Suddenly the little fellow spread his hands. “Last night,” he said, “I went to heaven cheap—fifty cents entrance fee. I heard a man play on a fiddle; well, if the sweetest voice in heaven sang its best it couldn’t learn that feller much. I sat there and just pined away to hear the back door shut, or some other shabby kind of sound, just to show it was really I situated in the concert hall. But that’s not this,” he concluded, putting his hand on the wallet; “here’s your due.”

Jerry held it out to her. His face was red, and he made visible efforts to control its expression, which changed from conscious diplomacy to kindly eagerness.
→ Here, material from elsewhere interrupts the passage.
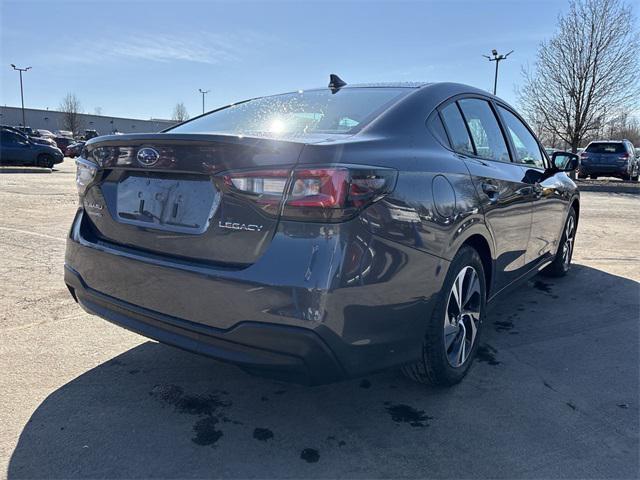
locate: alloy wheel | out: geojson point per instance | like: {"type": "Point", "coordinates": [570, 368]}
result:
{"type": "Point", "coordinates": [462, 316]}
“I seen a doctor in the town, a professor of blasts, kind of. He knows the ins and outs and conbinizations of paralysis pretty pat, and I told him I had a good friend laid up in a blast, and he said he’d charge maybe a hundred or maybe fifty dollars to come up on purpose to see him. So that’s your best way of layin’ out his money, Emma.”

“I was thinkin’ that would be good myself,” Emma answered with a quiver of gratitude on her lips.

“And I’m obliged to say that you could offer a little to Quarry, just to keep his tongue sweet. He’s got a fearful gainin’ way with his mouth, and them nutt and bolt hands will pick up and listen to all he has to say. They’ve been in schools, and are crazy for talkin’ and politics. The kind of foolishness men gets from schools is the worst kind.”

Jerry was angry.

“Ain’t he been talkin’ on me, maybe?” Emma asked.

“Perhaps so, perhaps no. He’s so mean you could buy him for a small price. He ain’t much of a luxury.”

As they talked they heard the dinner pails clanking as some of the men came down the homeward hill. Then an oar car sided under the window close by the house. In it were the workmen of the nutt and bolt factory—Quarry in their midst, his face ardently conceited and his gestures highly alcoholic.

Emma scanned him with a fierce contempt. “He wouldn’t be like that if he could stir around,” she exclaimed, pointing toward her own room door.